Ireland came under renewed pressure from euro zone partners on Friday to accept quick support for its banks, but Dublin said it remained unclear for now how much its battered financial institutions required.
A day after Ireland's central bank chief acknowledged the country needed a loan running into tens of billions of euros to shore up banks that have grown dependent on ECB funds, the euro edged up on expectations of an aid deal and Irish bond spreads narrowed.
Reflecting concerns among other euro zone periphery countries that a delay in cleaning up Ireland's financial mess could sow contagion in the 16-nation single currency bloc, Greece's finance minister pressed Dublin to move fast.
"We are now at a point where decisions have to be taken," George Papaconstantinou told a European banking congress in Frankfurt. "Time is of the essence."
Irish community minister Pat Carey said the government would publish the details of its four-year fiscal plan to save 15 billion euros ($20.55 billion) early next week, before a Nov. 25 by-election which threatens to cut the already razor-thin parliamentary majority of unpopular Prime Minister Brian Cowen.
But Carey said it was impossible to say how much aid Ireland would need until a joint mission of the European Commission, European Central Bank and International Monetary Fund, which arrived in Dublin on Thursday, had gotten to grips with the state of the banks.
"Until such a time as the IMF and others have examined how critical the situation in the banks is, I think it would be impossible to say how much would be required," he said.
Banks in Ireland have been largely shut out of market lending due to concerns about their solvency.
They are almost entirely reliant on funding from the ECB, which reached 130 billion euros by end-October, plus an extra 35 billion euros from the Irish central bank.
Allied Irish, the hardest hit listed Irish bank, is expected to give a trading update later on Friday which will be closely scrutinized for signs of any rise in retail deposit withdrawals.
EU sources have told Reuters Ireland may need assistance of between 45 billion and 90 billion euros, depending on whether it needs help only for its banks or for public debt as well.
Euro Gains, Spreads Narrow
Dublin's borrowing costs have rocketed since late October as concerns about the banks' swelling liabilities and a German-led drive to create a system for restructuring stricken euro zone state debts unsettled investors.
Markets settled down in recent days after it became clear Ireland was open to financial aid.
On Friday, the euro pushed up to $1.37 and the risk premium on Irish 10-year bonds edged down to 5.5 percentage points over German benchmark Bunds.
The bond spreads of other financially weak euro countries like Greece and Portugal also fell.

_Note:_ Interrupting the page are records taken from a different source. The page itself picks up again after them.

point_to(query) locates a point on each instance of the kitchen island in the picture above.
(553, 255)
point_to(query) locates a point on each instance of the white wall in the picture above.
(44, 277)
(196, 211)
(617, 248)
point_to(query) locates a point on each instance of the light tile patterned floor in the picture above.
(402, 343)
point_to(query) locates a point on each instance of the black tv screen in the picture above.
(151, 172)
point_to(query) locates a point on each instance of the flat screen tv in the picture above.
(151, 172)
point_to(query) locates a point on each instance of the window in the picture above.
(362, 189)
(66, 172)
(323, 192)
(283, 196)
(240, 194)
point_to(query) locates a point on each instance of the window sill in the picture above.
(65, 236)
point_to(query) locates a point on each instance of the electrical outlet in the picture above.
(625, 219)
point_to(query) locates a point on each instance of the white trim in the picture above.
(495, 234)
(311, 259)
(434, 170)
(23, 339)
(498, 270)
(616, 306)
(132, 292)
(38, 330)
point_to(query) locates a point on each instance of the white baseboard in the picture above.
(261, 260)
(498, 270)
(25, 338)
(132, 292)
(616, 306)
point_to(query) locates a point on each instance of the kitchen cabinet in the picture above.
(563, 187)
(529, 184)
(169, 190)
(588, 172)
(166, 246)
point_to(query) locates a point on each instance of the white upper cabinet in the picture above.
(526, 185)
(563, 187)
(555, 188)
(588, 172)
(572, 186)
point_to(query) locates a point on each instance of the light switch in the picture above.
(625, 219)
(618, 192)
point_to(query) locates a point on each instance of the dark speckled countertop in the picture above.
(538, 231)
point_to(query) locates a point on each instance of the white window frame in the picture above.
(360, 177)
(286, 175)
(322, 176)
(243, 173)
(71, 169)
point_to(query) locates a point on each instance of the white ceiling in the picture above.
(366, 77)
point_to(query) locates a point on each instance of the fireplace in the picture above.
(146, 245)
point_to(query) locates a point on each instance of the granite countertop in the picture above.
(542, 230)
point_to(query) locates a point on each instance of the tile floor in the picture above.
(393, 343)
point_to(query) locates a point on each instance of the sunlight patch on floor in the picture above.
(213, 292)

"There is a degree of calm on anticipation of a near-term resolution for the Irish banks, which has fed to renewed risk-taking and a relief rally for the euro which could potentially rise to $1.40," said Lee Hardman, currency economist at Bank of Tokyo-Mitsubishi UFJ.
Still, aid talks could drag out if Dublin and the EU are unable to agree on the conditions attached to financial assistance that is expected to come from a 60 billion euro fund set up by the 27-nation bloc in May following a joint EU/IMF rescue for Greece.
Irish Finance Minister Brian Lenihan has insisted the IMF and EU will not have any input into Ireland's budgetary measures, even though EU rules stipulate that assistance programs can only be granted to governments that sign a strict fiscal conditionality agreement.
Ireland's rock-bottom 12.5 percent corporation tax is shaping up as a major bone of contention, with euro zone neighbors pressing Ireland to raise it as part of any deal and Dublin resisting, arguing it is crucial for foreign investment.
Irish Deputy Prime Minister Mary Coughlan told parliament on Thursday that the corporate tax rate, which countries like Britain and Germany have long viewed as a form of unfair competition, was "non-negotiable." The government is under severe pressure from the media and an opposition which smells blood.
In an exchange on Thursday night on RTE radio, an opposition MP from the Labour Party screamed at community minister Carey for ruining the country.
"You ought to be ashamed to show your face in this studio after you have brought our country to penury tonight and after the damage you have brought to people's livelihood," the MP Pat Rabbitte said.
"You have destroyed this economy. It's about time you went because you can do no more damage to this country."